Tratti il tuo animale domestico come un figlio? Ecco perché:

Umani e cani sono stati i migliori amici per migliaia di anni, abbiamo cacciato insieme, ci siamo coccolati a vicenda e anche geneticamente evoluti insieme nel corso della storia. Quindi ha senso che abbiamo il nostro modo di comunicare l’uno con l’altro, nonostante il fatto che i cani non possano effettivamente rispondere.

Si chiama pet-directed speech (PDS) ed è molto simile a come parliamo ai bambini (che si chiama speech infant-directed, o IDS). Entrambi i modelli parlano di voci lente, acute, parole ripetute che risultano essere più positive rispetto a quando si parla con altri adulti.
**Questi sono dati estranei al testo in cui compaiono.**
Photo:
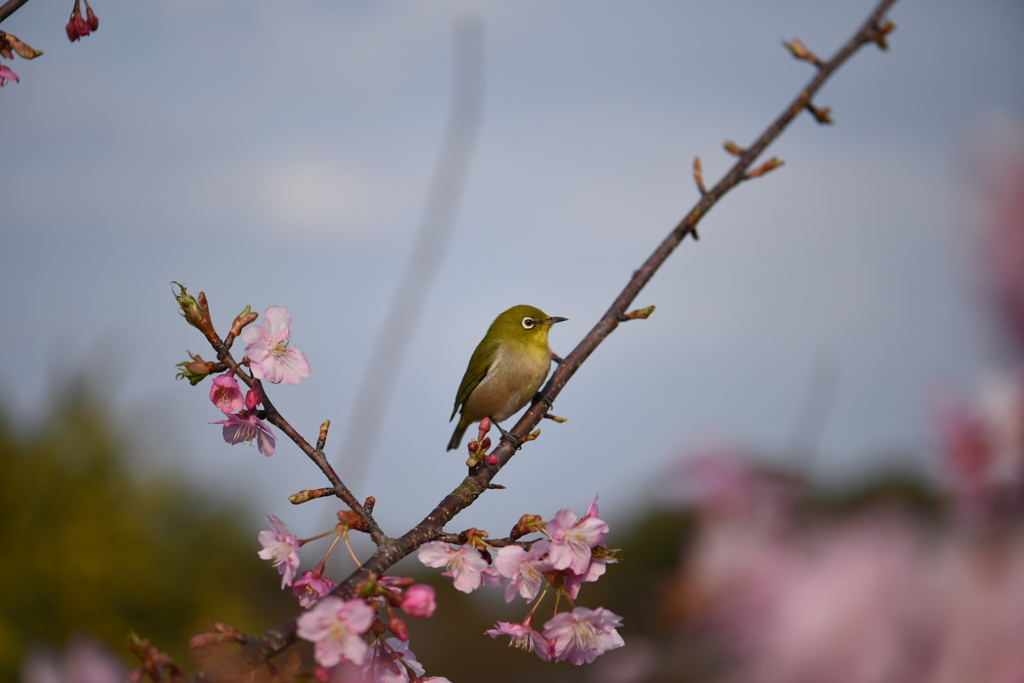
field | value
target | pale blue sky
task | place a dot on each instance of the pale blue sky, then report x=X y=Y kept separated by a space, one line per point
x=273 y=154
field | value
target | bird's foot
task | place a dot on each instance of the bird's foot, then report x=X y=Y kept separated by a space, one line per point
x=546 y=398
x=510 y=437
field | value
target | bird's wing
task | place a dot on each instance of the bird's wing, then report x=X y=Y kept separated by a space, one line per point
x=469 y=381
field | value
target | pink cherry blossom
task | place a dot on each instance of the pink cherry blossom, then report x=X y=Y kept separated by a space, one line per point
x=336 y=627
x=523 y=637
x=523 y=569
x=225 y=394
x=465 y=565
x=310 y=587
x=572 y=582
x=282 y=548
x=582 y=635
x=239 y=429
x=391 y=662
x=571 y=541
x=7 y=75
x=419 y=601
x=268 y=350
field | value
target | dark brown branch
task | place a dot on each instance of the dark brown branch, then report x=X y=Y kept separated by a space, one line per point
x=9 y=7
x=473 y=485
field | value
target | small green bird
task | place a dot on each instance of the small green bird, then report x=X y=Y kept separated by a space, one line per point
x=505 y=372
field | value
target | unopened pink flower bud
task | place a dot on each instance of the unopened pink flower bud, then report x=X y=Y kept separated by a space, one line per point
x=91 y=17
x=398 y=628
x=419 y=601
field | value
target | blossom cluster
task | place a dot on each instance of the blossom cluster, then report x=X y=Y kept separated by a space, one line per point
x=270 y=357
x=346 y=634
x=571 y=553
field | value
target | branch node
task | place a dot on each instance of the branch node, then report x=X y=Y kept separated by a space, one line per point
x=769 y=165
x=799 y=50
x=307 y=495
x=322 y=441
x=698 y=176
x=822 y=115
x=880 y=35
x=733 y=148
x=639 y=313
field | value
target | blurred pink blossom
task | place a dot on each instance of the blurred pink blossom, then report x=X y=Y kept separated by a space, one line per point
x=336 y=627
x=282 y=548
x=465 y=565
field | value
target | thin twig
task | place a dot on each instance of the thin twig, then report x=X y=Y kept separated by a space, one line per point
x=9 y=7
x=451 y=173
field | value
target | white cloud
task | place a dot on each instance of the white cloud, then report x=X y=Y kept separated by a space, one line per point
x=316 y=196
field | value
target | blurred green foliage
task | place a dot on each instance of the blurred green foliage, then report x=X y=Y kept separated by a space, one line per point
x=97 y=549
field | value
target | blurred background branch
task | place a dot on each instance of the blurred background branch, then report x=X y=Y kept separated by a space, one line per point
x=381 y=372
Tratti il tuo animale domestico come un figlio? Ecco perché:

IDS ha uno scopo specifico: aiuta i bambini ad imparare la lingua, creando anche un legame tra loro e i suoi genitori. Aiuta anche i bambini a prestare attenzione, molto simile al PDS dei cani.

I ricercatori dell’università Paris Nanterre in Francia hanno appena pubblicato un documento che mostra che i cani di tutte le età prestano più attenzione alle persone che parlano con loro in PDS rispetto a una normale voce “adulta”.

Tratti il tuo animale domestico come un figlio? Ecco perché:

“I cani e i bambini non hanno un linguaggio verbale“, ha scritto l’autrice principale dello studio Sarah Jeannin a Seeker tramite e-mail. “Le nostre intonazioni vocali esacerbate giocano un ruolo centrale nella nostra comunicazione con loro”.

Jeannin e i suoi colleghi avevano “analizzato” nove donne mentre parlavano con un cane, un bambino e un adulto e registravano il loro discorso. Le donne hanno posto a tutti e tre la stessa domanda: “Andiamo a fare una passeggiata?” I ricercatori hanno poi riprodotto le registrazioni su un altro cane e ne hanno monitorato l’attenzione mentre si ascoltava ogni versione della domanda.